3. Increase Potassium

Potassium can mitigate the effects of salt on high blood pressure. Increase your potassium by eating organic bananas or drinking fresh coconut water.

4. Fish Oil Supplements

A Harvard study showed that people consuming an average of 5.6 grams of fish oil each day were able to lower their blood pressure between 2 and 3.4 points (Source: eHow, http://www.ehow.com/way_5152534_natural-blood-pressure-reduction.html).

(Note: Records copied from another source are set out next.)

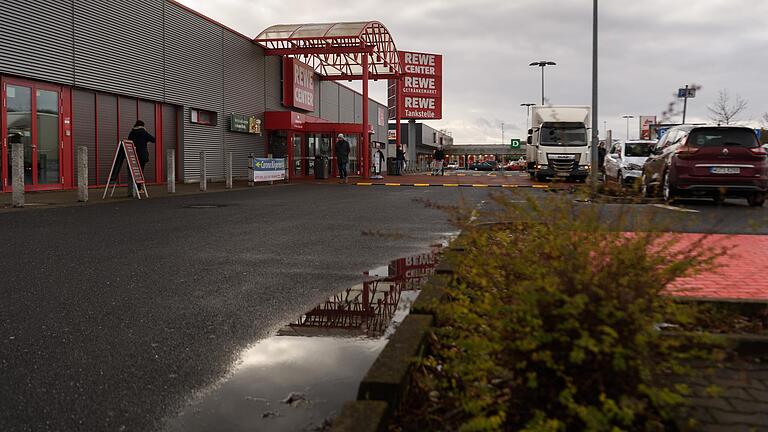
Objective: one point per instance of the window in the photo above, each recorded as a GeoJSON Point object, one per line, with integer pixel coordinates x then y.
{"type": "Point", "coordinates": [203, 117]}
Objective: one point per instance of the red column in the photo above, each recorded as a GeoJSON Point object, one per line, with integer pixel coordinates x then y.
{"type": "Point", "coordinates": [366, 147]}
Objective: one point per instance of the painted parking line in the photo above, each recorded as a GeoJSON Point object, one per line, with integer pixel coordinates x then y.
{"type": "Point", "coordinates": [669, 207]}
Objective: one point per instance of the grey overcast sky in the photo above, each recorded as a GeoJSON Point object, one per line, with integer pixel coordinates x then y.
{"type": "Point", "coordinates": [648, 49]}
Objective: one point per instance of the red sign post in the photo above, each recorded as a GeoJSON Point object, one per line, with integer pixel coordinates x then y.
{"type": "Point", "coordinates": [298, 84]}
{"type": "Point", "coordinates": [420, 90]}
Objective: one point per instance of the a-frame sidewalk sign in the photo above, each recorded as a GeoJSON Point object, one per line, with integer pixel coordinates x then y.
{"type": "Point", "coordinates": [134, 168]}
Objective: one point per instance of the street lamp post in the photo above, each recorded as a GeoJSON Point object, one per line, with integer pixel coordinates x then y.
{"type": "Point", "coordinates": [542, 64]}
{"type": "Point", "coordinates": [627, 117]}
{"type": "Point", "coordinates": [527, 113]}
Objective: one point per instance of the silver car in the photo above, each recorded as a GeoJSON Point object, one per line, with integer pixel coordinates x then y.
{"type": "Point", "coordinates": [624, 163]}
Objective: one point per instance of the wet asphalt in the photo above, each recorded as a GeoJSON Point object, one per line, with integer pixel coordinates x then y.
{"type": "Point", "coordinates": [112, 316]}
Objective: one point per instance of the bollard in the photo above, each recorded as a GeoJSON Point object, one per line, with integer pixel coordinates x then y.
{"type": "Point", "coordinates": [228, 184]}
{"type": "Point", "coordinates": [250, 169]}
{"type": "Point", "coordinates": [203, 174]}
{"type": "Point", "coordinates": [171, 168]}
{"type": "Point", "coordinates": [18, 174]}
{"type": "Point", "coordinates": [82, 174]}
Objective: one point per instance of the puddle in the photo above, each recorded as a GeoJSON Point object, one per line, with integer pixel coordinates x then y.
{"type": "Point", "coordinates": [299, 379]}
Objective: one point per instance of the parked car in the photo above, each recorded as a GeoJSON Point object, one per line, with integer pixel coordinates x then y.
{"type": "Point", "coordinates": [714, 161]}
{"type": "Point", "coordinates": [484, 166]}
{"type": "Point", "coordinates": [624, 162]}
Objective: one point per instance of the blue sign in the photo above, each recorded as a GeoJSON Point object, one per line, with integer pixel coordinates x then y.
{"type": "Point", "coordinates": [268, 169]}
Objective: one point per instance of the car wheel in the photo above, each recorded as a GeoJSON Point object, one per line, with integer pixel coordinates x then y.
{"type": "Point", "coordinates": [645, 190]}
{"type": "Point", "coordinates": [756, 199]}
{"type": "Point", "coordinates": [667, 191]}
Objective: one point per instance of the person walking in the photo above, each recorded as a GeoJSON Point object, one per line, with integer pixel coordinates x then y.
{"type": "Point", "coordinates": [399, 160]}
{"type": "Point", "coordinates": [342, 157]}
{"type": "Point", "coordinates": [438, 158]}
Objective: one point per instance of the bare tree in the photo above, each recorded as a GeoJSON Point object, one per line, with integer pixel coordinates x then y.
{"type": "Point", "coordinates": [725, 111]}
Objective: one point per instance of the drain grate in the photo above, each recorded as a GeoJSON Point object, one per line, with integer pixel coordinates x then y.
{"type": "Point", "coordinates": [204, 206]}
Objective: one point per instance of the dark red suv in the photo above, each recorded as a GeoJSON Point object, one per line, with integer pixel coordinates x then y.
{"type": "Point", "coordinates": [714, 161]}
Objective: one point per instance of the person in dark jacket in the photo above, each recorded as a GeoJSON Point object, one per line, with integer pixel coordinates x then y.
{"type": "Point", "coordinates": [342, 157]}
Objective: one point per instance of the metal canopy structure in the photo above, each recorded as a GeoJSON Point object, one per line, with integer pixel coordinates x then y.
{"type": "Point", "coordinates": [339, 51]}
{"type": "Point", "coordinates": [336, 51]}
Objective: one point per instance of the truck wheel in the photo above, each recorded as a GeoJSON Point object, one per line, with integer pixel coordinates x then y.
{"type": "Point", "coordinates": [756, 199]}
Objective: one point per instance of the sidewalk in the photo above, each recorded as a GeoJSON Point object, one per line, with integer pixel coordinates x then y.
{"type": "Point", "coordinates": [68, 198]}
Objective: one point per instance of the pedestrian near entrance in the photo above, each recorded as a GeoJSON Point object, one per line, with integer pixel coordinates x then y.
{"type": "Point", "coordinates": [399, 160]}
{"type": "Point", "coordinates": [342, 157]}
{"type": "Point", "coordinates": [437, 163]}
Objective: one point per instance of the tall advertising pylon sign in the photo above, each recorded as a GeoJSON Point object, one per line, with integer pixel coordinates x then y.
{"type": "Point", "coordinates": [420, 90]}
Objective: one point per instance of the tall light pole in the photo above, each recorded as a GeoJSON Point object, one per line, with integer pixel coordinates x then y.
{"type": "Point", "coordinates": [627, 117]}
{"type": "Point", "coordinates": [527, 114]}
{"type": "Point", "coordinates": [595, 131]}
{"type": "Point", "coordinates": [542, 64]}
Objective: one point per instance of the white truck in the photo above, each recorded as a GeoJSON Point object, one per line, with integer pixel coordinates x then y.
{"type": "Point", "coordinates": [558, 142]}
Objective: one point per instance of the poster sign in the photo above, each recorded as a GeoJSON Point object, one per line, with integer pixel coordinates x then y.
{"type": "Point", "coordinates": [268, 169]}
{"type": "Point", "coordinates": [645, 126]}
{"type": "Point", "coordinates": [420, 93]}
{"type": "Point", "coordinates": [244, 124]}
{"type": "Point", "coordinates": [298, 84]}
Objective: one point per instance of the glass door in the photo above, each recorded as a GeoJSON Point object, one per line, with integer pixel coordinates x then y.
{"type": "Point", "coordinates": [31, 117]}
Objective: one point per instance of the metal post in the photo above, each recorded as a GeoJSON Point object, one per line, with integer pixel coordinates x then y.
{"type": "Point", "coordinates": [170, 166]}
{"type": "Point", "coordinates": [203, 174]}
{"type": "Point", "coordinates": [250, 169]}
{"type": "Point", "coordinates": [18, 174]}
{"type": "Point", "coordinates": [595, 131]}
{"type": "Point", "coordinates": [82, 174]}
{"type": "Point", "coordinates": [228, 183]}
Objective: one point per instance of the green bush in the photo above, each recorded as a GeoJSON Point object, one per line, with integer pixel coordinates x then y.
{"type": "Point", "coordinates": [551, 323]}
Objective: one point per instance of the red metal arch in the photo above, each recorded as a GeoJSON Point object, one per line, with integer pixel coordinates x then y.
{"type": "Point", "coordinates": [336, 51]}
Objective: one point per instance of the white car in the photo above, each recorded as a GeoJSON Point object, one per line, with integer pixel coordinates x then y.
{"type": "Point", "coordinates": [624, 162]}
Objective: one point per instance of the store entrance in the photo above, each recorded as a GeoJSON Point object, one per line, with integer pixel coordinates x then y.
{"type": "Point", "coordinates": [31, 117]}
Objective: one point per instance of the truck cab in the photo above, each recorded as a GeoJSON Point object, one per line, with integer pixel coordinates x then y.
{"type": "Point", "coordinates": [558, 143]}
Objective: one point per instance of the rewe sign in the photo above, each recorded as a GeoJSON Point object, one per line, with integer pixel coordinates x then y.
{"type": "Point", "coordinates": [420, 93]}
{"type": "Point", "coordinates": [298, 84]}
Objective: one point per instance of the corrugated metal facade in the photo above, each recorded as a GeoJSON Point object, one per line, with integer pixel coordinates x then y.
{"type": "Point", "coordinates": [154, 50]}
{"type": "Point", "coordinates": [243, 94]}
{"type": "Point", "coordinates": [36, 39]}
{"type": "Point", "coordinates": [119, 46]}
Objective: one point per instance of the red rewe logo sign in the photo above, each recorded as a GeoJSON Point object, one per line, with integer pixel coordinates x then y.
{"type": "Point", "coordinates": [420, 93]}
{"type": "Point", "coordinates": [298, 84]}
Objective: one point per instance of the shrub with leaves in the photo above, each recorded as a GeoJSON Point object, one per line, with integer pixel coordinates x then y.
{"type": "Point", "coordinates": [551, 323]}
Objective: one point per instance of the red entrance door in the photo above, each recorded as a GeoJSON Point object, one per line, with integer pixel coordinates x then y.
{"type": "Point", "coordinates": [32, 116]}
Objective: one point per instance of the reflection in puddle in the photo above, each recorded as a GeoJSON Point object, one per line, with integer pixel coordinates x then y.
{"type": "Point", "coordinates": [301, 377]}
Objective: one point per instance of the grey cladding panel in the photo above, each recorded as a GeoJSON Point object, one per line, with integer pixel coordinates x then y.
{"type": "Point", "coordinates": [119, 46]}
{"type": "Point", "coordinates": [36, 39]}
{"type": "Point", "coordinates": [84, 128]}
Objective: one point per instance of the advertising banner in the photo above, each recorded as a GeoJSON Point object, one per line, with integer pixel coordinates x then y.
{"type": "Point", "coordinates": [298, 84]}
{"type": "Point", "coordinates": [420, 93]}
{"type": "Point", "coordinates": [268, 169]}
{"type": "Point", "coordinates": [645, 126]}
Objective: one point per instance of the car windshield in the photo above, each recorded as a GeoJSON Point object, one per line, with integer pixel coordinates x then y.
{"type": "Point", "coordinates": [564, 135]}
{"type": "Point", "coordinates": [720, 137]}
{"type": "Point", "coordinates": [637, 149]}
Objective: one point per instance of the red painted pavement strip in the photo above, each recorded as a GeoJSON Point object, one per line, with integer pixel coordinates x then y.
{"type": "Point", "coordinates": [740, 274]}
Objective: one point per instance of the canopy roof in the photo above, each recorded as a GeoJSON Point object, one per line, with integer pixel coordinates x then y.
{"type": "Point", "coordinates": [336, 50]}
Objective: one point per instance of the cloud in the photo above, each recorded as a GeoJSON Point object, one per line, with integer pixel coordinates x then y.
{"type": "Point", "coordinates": [647, 50]}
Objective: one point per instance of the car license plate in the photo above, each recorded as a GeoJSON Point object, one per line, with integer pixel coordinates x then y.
{"type": "Point", "coordinates": [725, 170]}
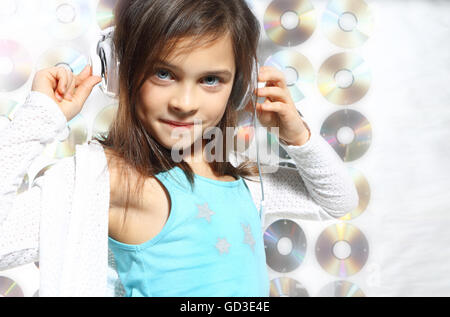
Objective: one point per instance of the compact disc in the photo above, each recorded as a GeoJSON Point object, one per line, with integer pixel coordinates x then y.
{"type": "Point", "coordinates": [341, 289]}
{"type": "Point", "coordinates": [285, 244]}
{"type": "Point", "coordinates": [9, 288]}
{"type": "Point", "coordinates": [363, 189]}
{"type": "Point", "coordinates": [15, 65]}
{"type": "Point", "coordinates": [348, 132]}
{"type": "Point", "coordinates": [342, 249]}
{"type": "Point", "coordinates": [67, 19]}
{"type": "Point", "coordinates": [298, 71]}
{"type": "Point", "coordinates": [64, 148]}
{"type": "Point", "coordinates": [344, 78]}
{"type": "Point", "coordinates": [289, 23]}
{"type": "Point", "coordinates": [63, 55]}
{"type": "Point", "coordinates": [347, 23]}
{"type": "Point", "coordinates": [105, 13]}
{"type": "Point", "coordinates": [103, 121]}
{"type": "Point", "coordinates": [287, 287]}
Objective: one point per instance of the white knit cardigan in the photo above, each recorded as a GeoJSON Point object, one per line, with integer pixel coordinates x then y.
{"type": "Point", "coordinates": [62, 219]}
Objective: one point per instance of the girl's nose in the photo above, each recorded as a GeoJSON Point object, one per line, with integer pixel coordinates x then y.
{"type": "Point", "coordinates": [184, 102]}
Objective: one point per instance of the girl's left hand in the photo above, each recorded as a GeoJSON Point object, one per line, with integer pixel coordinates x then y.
{"type": "Point", "coordinates": [278, 110]}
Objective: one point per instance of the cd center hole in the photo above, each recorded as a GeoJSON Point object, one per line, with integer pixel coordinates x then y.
{"type": "Point", "coordinates": [290, 20]}
{"type": "Point", "coordinates": [348, 21]}
{"type": "Point", "coordinates": [291, 75]}
{"type": "Point", "coordinates": [6, 65]}
{"type": "Point", "coordinates": [342, 249]}
{"type": "Point", "coordinates": [345, 135]}
{"type": "Point", "coordinates": [344, 78]}
{"type": "Point", "coordinates": [284, 246]}
{"type": "Point", "coordinates": [65, 13]}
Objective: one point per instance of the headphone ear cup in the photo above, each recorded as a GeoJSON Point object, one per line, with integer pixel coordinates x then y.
{"type": "Point", "coordinates": [109, 64]}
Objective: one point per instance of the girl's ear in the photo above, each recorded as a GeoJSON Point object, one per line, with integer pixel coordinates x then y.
{"type": "Point", "coordinates": [249, 107]}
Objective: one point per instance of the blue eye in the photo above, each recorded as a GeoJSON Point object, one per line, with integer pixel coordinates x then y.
{"type": "Point", "coordinates": [162, 71]}
{"type": "Point", "coordinates": [214, 78]}
{"type": "Point", "coordinates": [211, 80]}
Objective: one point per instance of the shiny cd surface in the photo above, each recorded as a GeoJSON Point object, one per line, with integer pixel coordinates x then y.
{"type": "Point", "coordinates": [15, 65]}
{"type": "Point", "coordinates": [103, 121]}
{"type": "Point", "coordinates": [105, 13]}
{"type": "Point", "coordinates": [66, 19]}
{"type": "Point", "coordinates": [344, 78]}
{"type": "Point", "coordinates": [289, 23]}
{"type": "Point", "coordinates": [348, 132]}
{"type": "Point", "coordinates": [363, 189]}
{"type": "Point", "coordinates": [77, 135]}
{"type": "Point", "coordinates": [285, 244]}
{"type": "Point", "coordinates": [298, 71]}
{"type": "Point", "coordinates": [342, 249]}
{"type": "Point", "coordinates": [9, 288]}
{"type": "Point", "coordinates": [341, 289]}
{"type": "Point", "coordinates": [347, 23]}
{"type": "Point", "coordinates": [287, 287]}
{"type": "Point", "coordinates": [63, 55]}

For vegetarians, crushed flax seeds or flax seed oil, taken relatively in large quantities, can have the same effect.

5. Grape Seed Extract

Meanwhile, on the other coast, a University of California – Davis study showed 300 mg of grape seed extract per day led to a nearly 10 point reduction in blood pressure (Source: eHow, http://www.ehow.com/way_5152534_natural-blood-pressure-reduction.html).

6. Limit Your Alcohol

It’s true that everyone is flocking happily to red wine as the latest health food, but more than one drink per day for women or two drinks per day for men will increase blood pressure rather than reduce it (Source: Mayo Clinic).

7. Limit Your Caffeine

Experts haven’t come to a consensus about caffeine and blood pressure yet, but they do know that caffeine raises blood pressure at least temporarily. Some people who are especially sensitive to caffeine may see long-term effects.

8. Stop Smoking

Between losing weight and stopping smoking, you can solve a huge number of health problems. Also, try to stay away from secondhand smoke.

9. Go To Church

Research has shown that people who attend a weekly church service live longer (Source: WebMD & Live Science)! Find a local church near you and start attending!

Ultimately, many of the chronic health problems we see in the west can be solved through lifestyle change. Ask yourself if you really want to risk “better living through chemistry”, or if it’s time to examine your lifestyle more closely, and change a few bad habits.